Our first thought: Here's a good reason to buy name-brand hardware. The major workstation vendors tune their systems for high performance. The generic vendors may not target such specific users.

Our second thought: How could the generic machine be so slow? We immediately suspected that the system wasn't using Ultra DMA because this IDE disk I/O option enables burst transfers at twice the normal rate. If the option were turned off, that would account for most of the performance shortfall.

Our local PC vendor sent over a tech-support person who confirmed our suspicion. After turning on the Ultra DMA, we found that the generic machine ran the behavioral memory benchmark in just 19 seconds--a 142 percent improvement! Doubling the DMA burst rate more than doubled the overall performance on the benchmark because Verilog-XL didn't have to sit idle waiting for disk I/O as frequently. On the much larger simulation test, this machine spent the vast majority of its marathon run swapping data to and from disk. Using Ultra DMA probably would have eliminated at least nine days from the 16-day total run time.

After this experience, we checked two other NT machines in the Seva/Intrinsix offices (neither of which has seen use in EDA benchmarking) and found that both have Ultra DMA disks but neither was enabled to use Ultra DMA. Windows NT has Ultra DMA turned off by default, so it pays to check. Bear in mind that if Windows crashed and you reinstalled the OS, you might have gone back to the default non-Ultra-DMA setting.

To check on your disk I/O, look in the NT control panel under (counter-intuitively) "SCSI adapters" then examine at the properties for the IDE controller. If you are running an Ultra DMA drive, the Ultra DMA option should be enabled. Incidentally, Windows 95 and Windows 98 also ignore Ultra DMA by default. If you use one of these OSs and you have an Ultra DMA drive, then look in the device manager under "disk drives" and look at the properties for your Ultra DMA disk. Make sure the check box for the "DMA" option is selected.

Because our curiosity was piqued, we tried out some benchmarks on a non-brand-name Celeron-based system and got a number of odd failures on the 1.3 million-gate simulation. It turned out that the PC vendor had overclocked this system via the BIOS. When we reduced the clock speed a bit, the 1.3 million-gate benchmark ran fine. We recommend this highly demanding benchmark to PC users as a way to verify that a machine can produce valid results under stressful conditions. Otherwise, how do you know?

Set HP-UX for lots of chatr

If you run any big EDA jobs under HP-UX 11, another adjustment that can give you impressive performance gains: increasing the size of virtual memory pages. The command you need is chatr.

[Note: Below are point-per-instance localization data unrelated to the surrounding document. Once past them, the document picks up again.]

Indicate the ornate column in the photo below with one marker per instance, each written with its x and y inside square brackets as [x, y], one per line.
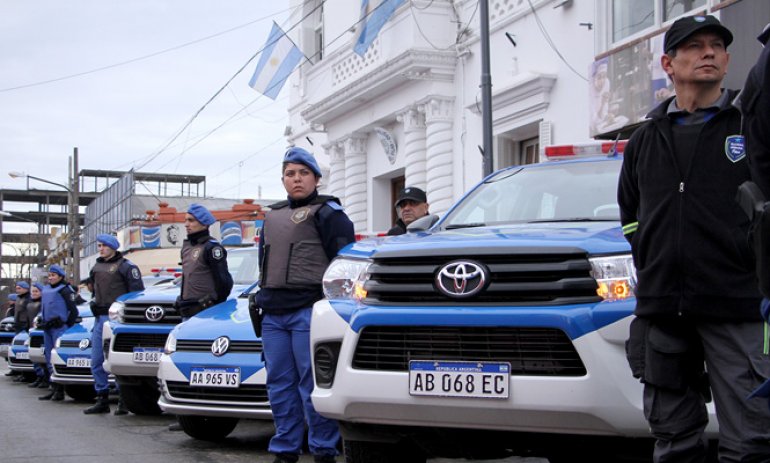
[414, 147]
[438, 120]
[355, 180]
[336, 181]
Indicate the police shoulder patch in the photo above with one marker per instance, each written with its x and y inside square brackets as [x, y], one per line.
[735, 147]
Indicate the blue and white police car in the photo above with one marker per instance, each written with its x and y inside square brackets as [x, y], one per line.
[212, 374]
[140, 323]
[504, 321]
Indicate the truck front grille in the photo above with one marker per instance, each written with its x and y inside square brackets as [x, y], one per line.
[244, 394]
[126, 342]
[136, 313]
[530, 351]
[531, 276]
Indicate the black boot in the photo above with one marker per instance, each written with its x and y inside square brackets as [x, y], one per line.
[58, 394]
[121, 410]
[102, 404]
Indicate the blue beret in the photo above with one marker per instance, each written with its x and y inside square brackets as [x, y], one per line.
[108, 240]
[299, 156]
[201, 214]
[57, 270]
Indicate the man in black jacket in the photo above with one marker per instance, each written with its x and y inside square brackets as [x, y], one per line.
[697, 298]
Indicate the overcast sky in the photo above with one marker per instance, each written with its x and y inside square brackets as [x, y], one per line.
[121, 116]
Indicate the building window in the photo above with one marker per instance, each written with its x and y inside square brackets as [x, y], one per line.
[628, 18]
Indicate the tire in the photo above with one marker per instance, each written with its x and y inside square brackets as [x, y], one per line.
[382, 452]
[80, 393]
[140, 398]
[208, 428]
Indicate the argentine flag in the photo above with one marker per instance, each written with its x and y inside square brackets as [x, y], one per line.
[279, 58]
[377, 13]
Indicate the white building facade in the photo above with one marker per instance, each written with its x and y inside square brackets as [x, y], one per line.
[408, 112]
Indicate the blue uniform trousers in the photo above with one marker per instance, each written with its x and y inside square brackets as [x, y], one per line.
[101, 383]
[50, 335]
[286, 345]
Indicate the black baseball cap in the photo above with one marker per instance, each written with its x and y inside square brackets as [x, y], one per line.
[412, 193]
[687, 26]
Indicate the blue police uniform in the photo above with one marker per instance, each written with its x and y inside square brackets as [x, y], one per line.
[288, 290]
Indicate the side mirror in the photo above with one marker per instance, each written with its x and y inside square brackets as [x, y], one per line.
[422, 224]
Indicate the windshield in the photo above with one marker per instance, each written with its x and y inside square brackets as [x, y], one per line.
[243, 265]
[553, 192]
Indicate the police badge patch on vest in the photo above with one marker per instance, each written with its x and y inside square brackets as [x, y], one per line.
[735, 147]
[300, 215]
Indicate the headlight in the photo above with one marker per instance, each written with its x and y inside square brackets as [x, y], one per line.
[117, 311]
[616, 276]
[345, 278]
[170, 347]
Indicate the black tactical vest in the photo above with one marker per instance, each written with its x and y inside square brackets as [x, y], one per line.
[108, 282]
[294, 255]
[198, 278]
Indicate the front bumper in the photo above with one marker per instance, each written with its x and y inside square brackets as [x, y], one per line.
[605, 401]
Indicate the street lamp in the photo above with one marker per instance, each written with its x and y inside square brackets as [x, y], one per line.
[73, 220]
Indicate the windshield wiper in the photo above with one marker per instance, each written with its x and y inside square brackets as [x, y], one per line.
[464, 225]
[573, 219]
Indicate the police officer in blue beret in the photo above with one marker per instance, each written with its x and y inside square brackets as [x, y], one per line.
[58, 312]
[206, 280]
[111, 276]
[299, 238]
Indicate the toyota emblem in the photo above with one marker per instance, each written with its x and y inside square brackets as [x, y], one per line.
[220, 346]
[461, 279]
[154, 313]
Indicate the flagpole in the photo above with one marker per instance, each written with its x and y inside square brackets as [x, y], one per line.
[486, 89]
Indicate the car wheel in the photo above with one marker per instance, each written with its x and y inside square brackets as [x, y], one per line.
[208, 428]
[140, 399]
[382, 452]
[80, 393]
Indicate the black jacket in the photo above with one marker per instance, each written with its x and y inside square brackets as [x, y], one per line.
[690, 248]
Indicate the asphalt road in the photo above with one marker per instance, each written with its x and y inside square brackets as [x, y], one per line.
[47, 432]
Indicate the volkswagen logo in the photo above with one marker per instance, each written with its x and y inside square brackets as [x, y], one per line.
[461, 279]
[220, 346]
[154, 313]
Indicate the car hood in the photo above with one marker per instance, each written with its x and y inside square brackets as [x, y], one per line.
[593, 237]
[229, 319]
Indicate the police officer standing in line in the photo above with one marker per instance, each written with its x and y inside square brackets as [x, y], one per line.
[57, 313]
[206, 281]
[33, 309]
[411, 204]
[696, 297]
[299, 238]
[111, 276]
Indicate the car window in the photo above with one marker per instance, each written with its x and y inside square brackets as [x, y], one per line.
[548, 192]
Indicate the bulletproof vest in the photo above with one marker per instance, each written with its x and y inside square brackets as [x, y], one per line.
[294, 255]
[54, 304]
[198, 278]
[33, 308]
[108, 282]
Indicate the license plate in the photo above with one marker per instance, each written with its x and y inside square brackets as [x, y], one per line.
[79, 362]
[216, 377]
[146, 355]
[487, 380]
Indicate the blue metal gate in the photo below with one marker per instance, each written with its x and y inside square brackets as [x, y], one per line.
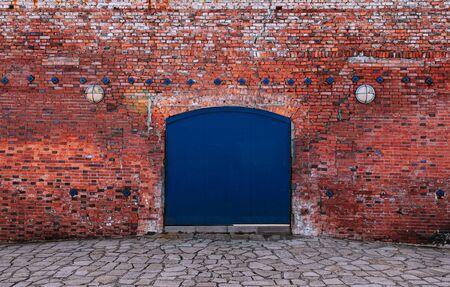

Before we benchmarked the 400- and 440-MHz PA-8500 workstations that HP contributed to our EDA tests, the company told us to expect these machines to outperform NT machines at similar processor speeds. We didn't find the expected performance advantage--until we used chatr to increase the virtual memory page sizes from the default values to 4 Mbytes and 1 Mbyte for data pages and instruction pages, respectively. The command line is:

chatr +pi 1M +pd 4M verilog.exe

where +pi and +pd tell chatr where to set the instruction and data page sizes and verilog.exe is the targeted executable. A performance expert at HP gave us these values, so we were operating on faith here.

After we set chatr, the workstations' performance on large simulation tasks improved dramatically. On the 1.3M RISC benchmark, for example, the 440-MHz system improved by a whopping 45 percent (the largest gain we saw). HP told us to expect a 40 percent overall improvement after using chatr, and while we didn't see an average gain quite that large, the improvement was still impressive. Across all the big simulation tasks (four designs, each involving more than 256 Mbytes of data), the 440-MHz systems improved by an average of 30.25 percent after using chatr.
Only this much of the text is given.